Despite everything, he is proud to have taken to the streets that Sunday. Since the “events in San Isidro,” he explains, referring to the hunger strike of the MSI artists in November 2020 to ask for the freedom of the anti-establishment rapper Denis Solís, “I was already wanting to do something.” He was not at the artists’ sit-in on November 27, 2020 before the Ministry of Culture “because he was far away,” and he felt “very powerless” that day.
For this reason, on July 11 in Bejucal, after seeing online what was happening in San Antonio de los Baños and Havana, the young man did not think twice.
“I saw that the people who were in the street were my buddies and that there were thousands of people, and I went out into the street,” he recalls, “to unload, to shout freedom.” And he continues: “People went out on the street, for the first time in their lives, to express what they felt. The situation was serious at that time, they gave us electricity for only four or five hours a day in the middle of the quarantine, and the covid was going up every day, with new cases. There was no way not to go out on the street. “
For Lescay, almost all of the 11J protesters are in disagreement “with the things that are happening in Cuba politically.”

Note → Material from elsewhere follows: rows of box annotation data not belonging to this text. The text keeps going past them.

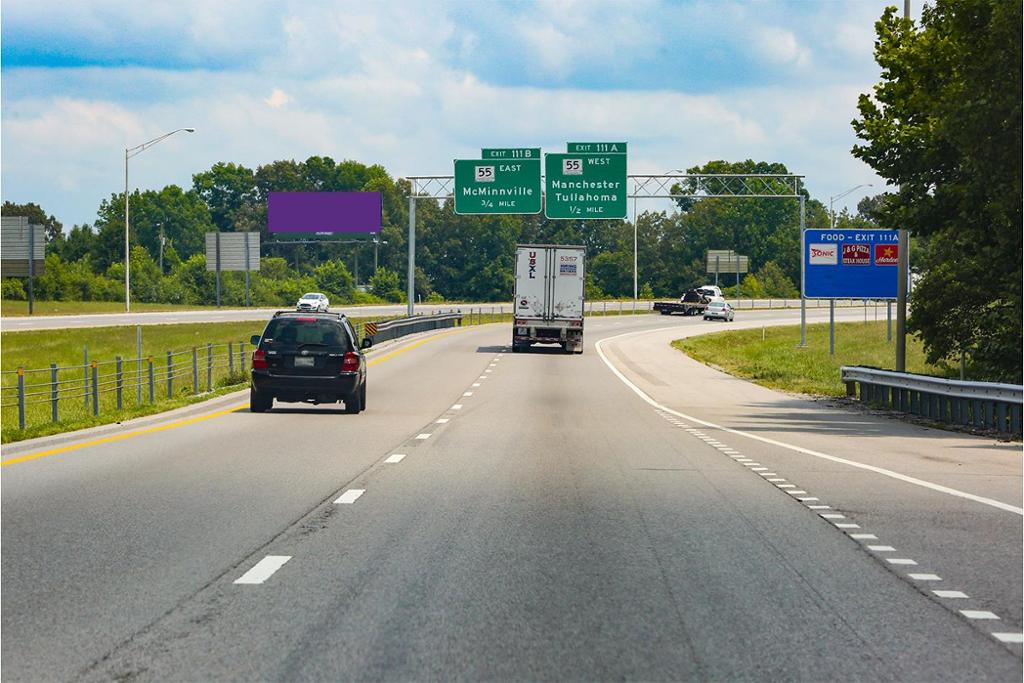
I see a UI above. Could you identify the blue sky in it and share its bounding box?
[0,0,920,229]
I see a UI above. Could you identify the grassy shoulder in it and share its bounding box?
[672,323,956,396]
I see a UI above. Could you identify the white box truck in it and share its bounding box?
[512,245,587,353]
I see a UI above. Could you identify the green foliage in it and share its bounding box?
[0,278,29,301]
[313,259,355,303]
[0,202,63,243]
[370,268,401,303]
[853,0,1024,382]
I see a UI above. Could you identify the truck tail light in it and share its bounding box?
[341,351,359,373]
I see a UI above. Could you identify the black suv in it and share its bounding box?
[249,311,371,413]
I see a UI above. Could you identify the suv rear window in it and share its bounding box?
[263,317,352,351]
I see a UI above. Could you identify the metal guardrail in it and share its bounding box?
[362,312,462,344]
[0,341,248,430]
[841,366,1024,436]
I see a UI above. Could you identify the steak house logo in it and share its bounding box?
[843,245,871,265]
[874,245,899,265]
[808,245,839,265]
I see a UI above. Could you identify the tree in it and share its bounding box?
[370,268,402,302]
[0,202,63,244]
[853,0,1024,383]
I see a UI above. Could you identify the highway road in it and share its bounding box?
[0,311,1024,681]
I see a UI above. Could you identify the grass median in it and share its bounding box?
[672,323,958,396]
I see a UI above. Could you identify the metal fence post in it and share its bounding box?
[82,346,89,410]
[50,362,59,422]
[17,368,25,429]
[114,355,124,411]
[92,360,99,416]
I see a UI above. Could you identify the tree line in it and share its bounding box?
[3,157,873,306]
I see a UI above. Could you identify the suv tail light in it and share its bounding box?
[341,351,359,373]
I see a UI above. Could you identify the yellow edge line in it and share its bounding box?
[0,329,461,467]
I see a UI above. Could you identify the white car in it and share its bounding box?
[295,292,331,313]
[705,301,736,323]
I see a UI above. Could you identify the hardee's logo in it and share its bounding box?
[874,245,899,265]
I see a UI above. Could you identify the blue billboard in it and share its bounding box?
[804,230,899,299]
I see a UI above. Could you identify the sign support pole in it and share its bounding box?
[798,194,807,348]
[214,230,220,308]
[243,230,252,306]
[29,224,36,315]
[896,229,910,373]
[828,299,836,355]
[406,196,416,317]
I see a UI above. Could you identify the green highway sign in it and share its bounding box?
[565,142,626,155]
[455,158,541,215]
[480,147,541,159]
[544,152,627,218]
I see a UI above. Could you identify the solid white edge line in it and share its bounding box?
[594,328,1024,516]
[232,555,292,585]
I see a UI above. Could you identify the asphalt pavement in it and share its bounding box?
[0,311,1024,681]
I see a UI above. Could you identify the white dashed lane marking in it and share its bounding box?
[656,410,1024,643]
[334,488,367,505]
[961,609,999,620]
[233,555,292,585]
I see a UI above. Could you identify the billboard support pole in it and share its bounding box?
[29,224,36,315]
[406,195,416,317]
[828,299,836,355]
[243,230,252,306]
[798,194,807,348]
[896,229,910,373]
[214,230,220,308]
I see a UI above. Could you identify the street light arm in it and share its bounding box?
[125,128,196,159]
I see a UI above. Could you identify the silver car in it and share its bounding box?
[705,301,736,323]
[295,292,331,313]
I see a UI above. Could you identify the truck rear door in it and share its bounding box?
[515,247,551,318]
[551,249,587,319]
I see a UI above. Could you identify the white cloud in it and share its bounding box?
[263,88,292,109]
[754,27,811,67]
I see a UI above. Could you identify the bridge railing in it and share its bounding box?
[841,366,1024,436]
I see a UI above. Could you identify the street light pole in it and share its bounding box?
[125,128,196,313]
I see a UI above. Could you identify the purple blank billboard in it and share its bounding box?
[266,193,381,232]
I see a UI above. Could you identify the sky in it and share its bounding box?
[0,0,920,229]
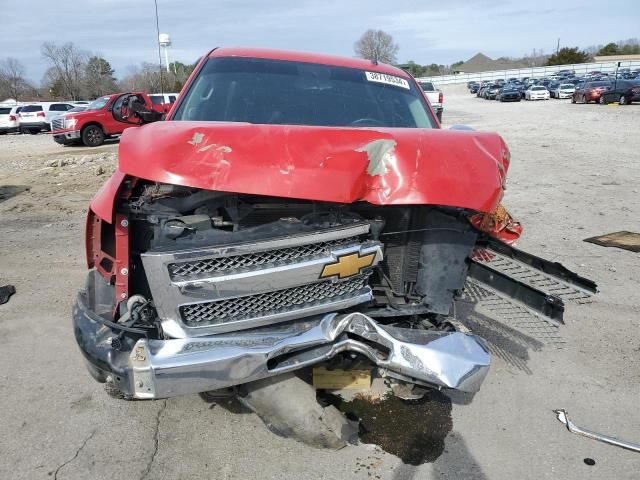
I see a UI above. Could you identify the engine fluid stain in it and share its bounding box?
[320,391,453,465]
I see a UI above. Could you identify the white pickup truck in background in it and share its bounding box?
[418,81,444,122]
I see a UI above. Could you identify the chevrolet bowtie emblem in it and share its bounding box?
[320,252,376,278]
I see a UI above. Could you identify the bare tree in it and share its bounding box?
[0,57,29,100]
[84,55,116,98]
[353,30,399,63]
[41,42,89,100]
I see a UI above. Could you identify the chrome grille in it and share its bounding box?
[180,274,370,327]
[51,118,64,130]
[168,238,358,280]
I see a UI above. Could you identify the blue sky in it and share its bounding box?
[5,0,640,82]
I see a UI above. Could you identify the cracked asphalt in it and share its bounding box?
[0,87,640,480]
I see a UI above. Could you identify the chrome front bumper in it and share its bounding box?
[74,278,490,399]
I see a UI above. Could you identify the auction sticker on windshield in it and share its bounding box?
[365,72,410,90]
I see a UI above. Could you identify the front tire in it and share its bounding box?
[82,125,105,147]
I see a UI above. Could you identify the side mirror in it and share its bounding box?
[111,93,162,125]
[138,110,163,123]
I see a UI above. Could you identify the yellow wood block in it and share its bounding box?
[313,367,371,390]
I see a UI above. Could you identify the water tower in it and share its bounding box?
[158,33,171,72]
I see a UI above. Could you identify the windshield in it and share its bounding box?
[87,97,111,110]
[172,57,435,128]
[420,82,436,92]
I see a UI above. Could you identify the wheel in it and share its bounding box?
[82,125,104,147]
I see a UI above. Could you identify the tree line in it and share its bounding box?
[0,42,195,101]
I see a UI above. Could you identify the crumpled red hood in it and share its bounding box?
[117,121,508,212]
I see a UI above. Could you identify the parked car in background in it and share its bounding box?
[496,84,520,102]
[418,82,444,122]
[18,102,73,135]
[483,83,502,100]
[571,80,611,103]
[72,48,595,412]
[0,105,22,135]
[524,85,550,100]
[149,93,179,113]
[52,92,168,147]
[598,80,640,105]
[551,83,576,99]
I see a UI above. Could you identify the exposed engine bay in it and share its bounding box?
[76,181,595,408]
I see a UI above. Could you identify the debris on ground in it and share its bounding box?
[319,391,453,465]
[584,231,640,253]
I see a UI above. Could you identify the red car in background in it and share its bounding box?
[571,81,611,103]
[51,92,175,147]
[73,48,595,420]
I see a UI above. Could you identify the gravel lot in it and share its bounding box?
[0,92,640,480]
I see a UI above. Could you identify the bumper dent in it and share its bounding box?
[74,275,490,399]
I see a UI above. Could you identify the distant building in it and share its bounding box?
[453,53,530,73]
[593,55,640,63]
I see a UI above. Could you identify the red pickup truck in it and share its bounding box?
[51,92,171,147]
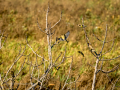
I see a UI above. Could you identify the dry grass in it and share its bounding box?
[0,0,120,90]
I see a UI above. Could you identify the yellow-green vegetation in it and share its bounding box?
[0,0,120,90]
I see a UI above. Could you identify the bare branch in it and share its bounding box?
[93,33,117,43]
[62,56,73,90]
[51,12,62,28]
[3,46,26,81]
[37,18,46,33]
[99,25,107,54]
[112,76,120,90]
[100,55,120,61]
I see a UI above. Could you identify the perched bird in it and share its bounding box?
[78,24,86,28]
[78,51,84,57]
[56,31,70,43]
[51,31,70,48]
[88,43,98,56]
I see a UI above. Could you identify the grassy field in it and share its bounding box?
[0,0,120,90]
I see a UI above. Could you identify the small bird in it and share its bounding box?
[78,24,86,28]
[56,31,70,43]
[78,51,84,57]
[51,31,70,48]
[88,43,98,55]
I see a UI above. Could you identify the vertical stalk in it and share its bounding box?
[92,58,99,90]
[46,7,52,66]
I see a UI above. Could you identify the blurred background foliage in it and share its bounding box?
[0,0,120,90]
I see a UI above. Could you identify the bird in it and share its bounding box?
[78,51,84,57]
[78,24,86,28]
[56,31,70,43]
[88,43,99,56]
[51,31,70,48]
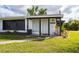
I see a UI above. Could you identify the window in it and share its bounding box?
[3,20,25,30]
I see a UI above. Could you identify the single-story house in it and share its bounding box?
[0,14,63,36]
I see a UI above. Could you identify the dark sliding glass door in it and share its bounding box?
[3,20,25,30]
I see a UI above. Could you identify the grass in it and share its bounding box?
[0,33,33,42]
[0,31,79,53]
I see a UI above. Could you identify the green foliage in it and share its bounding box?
[63,20,79,30]
[38,8,47,15]
[27,6,47,15]
[0,31,79,53]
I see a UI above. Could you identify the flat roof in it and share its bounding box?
[0,14,63,20]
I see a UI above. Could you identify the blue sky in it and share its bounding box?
[0,5,79,21]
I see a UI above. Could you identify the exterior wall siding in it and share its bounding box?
[32,19,39,35]
[41,19,48,35]
[0,20,3,32]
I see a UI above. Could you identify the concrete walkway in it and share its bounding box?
[0,39,32,44]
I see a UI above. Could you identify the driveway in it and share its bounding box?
[0,38,32,44]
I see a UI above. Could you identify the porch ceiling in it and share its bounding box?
[0,14,63,20]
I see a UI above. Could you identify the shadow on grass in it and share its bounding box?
[0,33,34,40]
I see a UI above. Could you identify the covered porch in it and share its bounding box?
[27,14,62,36]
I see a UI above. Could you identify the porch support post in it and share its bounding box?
[39,19,41,36]
[27,19,29,32]
[48,18,50,35]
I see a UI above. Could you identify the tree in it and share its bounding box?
[38,8,47,15]
[64,20,79,30]
[27,6,38,15]
[27,6,47,16]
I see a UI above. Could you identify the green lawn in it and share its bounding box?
[0,31,79,53]
[0,33,34,42]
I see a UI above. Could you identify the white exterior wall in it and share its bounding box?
[32,19,39,35]
[0,20,3,32]
[0,19,27,33]
[41,19,48,34]
[28,19,32,29]
[50,24,55,35]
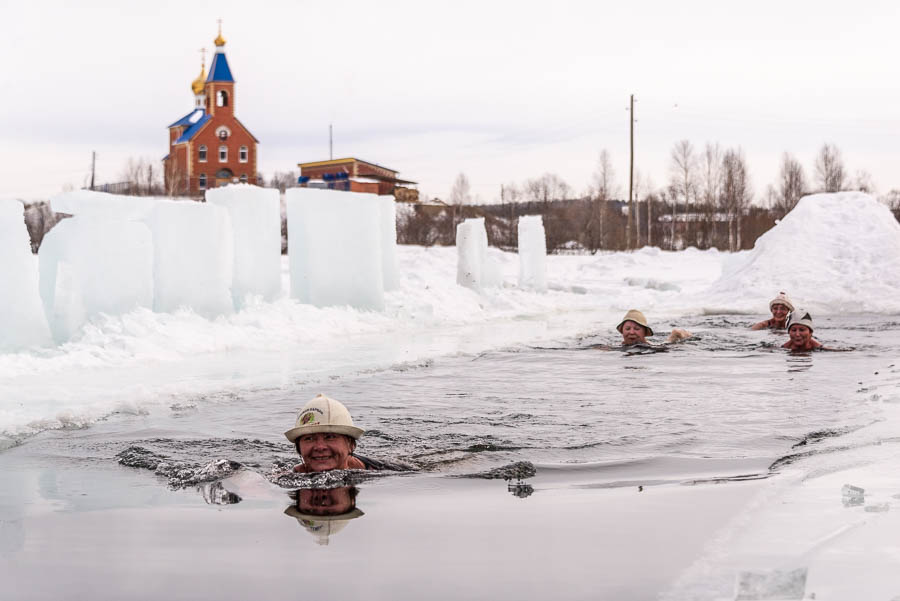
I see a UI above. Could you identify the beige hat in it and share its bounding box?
[284,394,365,442]
[769,292,794,311]
[788,309,812,332]
[616,309,653,336]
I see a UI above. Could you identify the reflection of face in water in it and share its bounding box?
[284,486,363,545]
[295,486,358,516]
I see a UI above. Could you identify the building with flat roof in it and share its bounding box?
[297,157,419,202]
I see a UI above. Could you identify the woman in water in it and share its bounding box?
[750,292,794,330]
[616,309,693,346]
[781,309,825,351]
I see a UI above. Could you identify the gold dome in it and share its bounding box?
[191,65,206,95]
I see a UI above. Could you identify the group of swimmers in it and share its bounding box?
[616,292,824,351]
[284,292,823,473]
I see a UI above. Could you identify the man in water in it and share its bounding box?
[781,309,824,351]
[284,394,367,473]
[616,309,693,346]
[750,292,794,330]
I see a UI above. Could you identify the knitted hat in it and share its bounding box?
[788,309,813,332]
[769,292,794,311]
[616,309,653,336]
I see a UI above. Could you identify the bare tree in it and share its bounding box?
[450,173,472,205]
[776,152,806,215]
[722,147,753,251]
[669,140,697,249]
[699,142,722,248]
[524,173,572,203]
[852,169,875,194]
[816,144,847,192]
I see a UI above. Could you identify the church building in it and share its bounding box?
[163,26,259,196]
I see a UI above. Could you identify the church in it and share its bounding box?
[163,26,259,197]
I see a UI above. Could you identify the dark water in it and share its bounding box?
[24,316,900,486]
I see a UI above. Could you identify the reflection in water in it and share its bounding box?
[284,486,365,545]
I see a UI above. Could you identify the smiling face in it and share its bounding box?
[772,303,790,323]
[297,432,355,472]
[788,323,812,348]
[622,321,647,344]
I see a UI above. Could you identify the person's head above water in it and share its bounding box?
[616,309,653,344]
[782,309,822,351]
[769,292,794,322]
[284,394,365,472]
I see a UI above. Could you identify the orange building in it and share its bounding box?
[297,157,419,202]
[163,28,259,196]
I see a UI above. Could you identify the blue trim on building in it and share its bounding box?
[206,52,234,83]
[175,115,212,144]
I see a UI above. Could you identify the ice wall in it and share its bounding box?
[285,188,386,310]
[147,201,234,317]
[39,215,153,342]
[456,217,502,290]
[0,199,50,352]
[519,215,547,291]
[206,184,281,308]
[702,192,900,314]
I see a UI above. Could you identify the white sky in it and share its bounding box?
[0,0,900,201]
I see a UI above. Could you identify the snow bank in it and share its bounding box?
[206,184,281,308]
[701,192,900,315]
[0,199,50,352]
[50,190,163,220]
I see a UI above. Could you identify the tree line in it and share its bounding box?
[398,140,900,253]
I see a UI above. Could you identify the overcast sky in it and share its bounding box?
[0,0,900,201]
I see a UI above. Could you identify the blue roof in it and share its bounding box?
[175,114,212,144]
[169,109,206,127]
[206,52,234,83]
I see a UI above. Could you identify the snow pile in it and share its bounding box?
[285,188,396,311]
[206,184,281,308]
[519,215,547,290]
[0,199,50,352]
[702,192,900,315]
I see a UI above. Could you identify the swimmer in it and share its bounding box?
[284,394,367,473]
[616,309,693,346]
[781,309,825,351]
[750,292,794,330]
[284,394,415,474]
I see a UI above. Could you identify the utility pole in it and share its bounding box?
[625,94,637,250]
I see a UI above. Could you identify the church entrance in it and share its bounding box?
[216,169,234,188]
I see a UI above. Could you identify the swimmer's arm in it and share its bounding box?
[666,328,693,344]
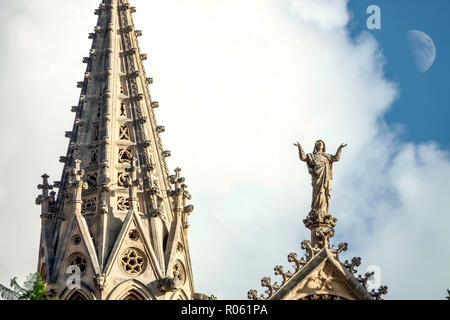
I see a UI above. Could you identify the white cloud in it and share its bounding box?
[0,0,450,298]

A shocking moment for him was when he found out about the prosecutor’s request, in October, when he thought the worst was over. “I had to get serious not to succumb,” he narrates. “When they tell you something like that, reality is destroyed, because six months, a year, is one thing something that one can even endure… but seven years? When I looked ahead and calculated that I would come out of prison at age 30, it was very hard.
In the meantime, however, he has tried to get on with his daily life. “They haven’t told me anything else since I got out on July 18, not how I have to behave nor what I have to do,” he says, surprised. “I am under house arrest, but they have not told me to go sign any paper that follows up that I am complying with the measure, and they have not summoned me either.”
He hasn’t had any problems at the university either. In fact, he says, when he started this semester he went to talk to the rector, who referred to him as “a talented student” and even gave him psychological help to recover from the impact of those days he spent in prison.
This Wednesday, together with Lescay and also Bejucal, they will process six other detainees, four of them “very young,” between 17 and 21: Ángel Miguel Martín Caro, Jorge Luis Reynoso Barrios, Omar Valenciano Donatien, Raúl Xavier Díaz Pérez, Alain Yamil Sánchez Baluja and Livan Viel de la Peña. Regarding them, whose cases are not as visible as his, he insists on drawing attention: “It is useless for me to ask people to go to my trial to pressure them to release me, but not the others, nor does it helps me to keep my mouth shut and try to go to trial waiting for them to shake my hand.”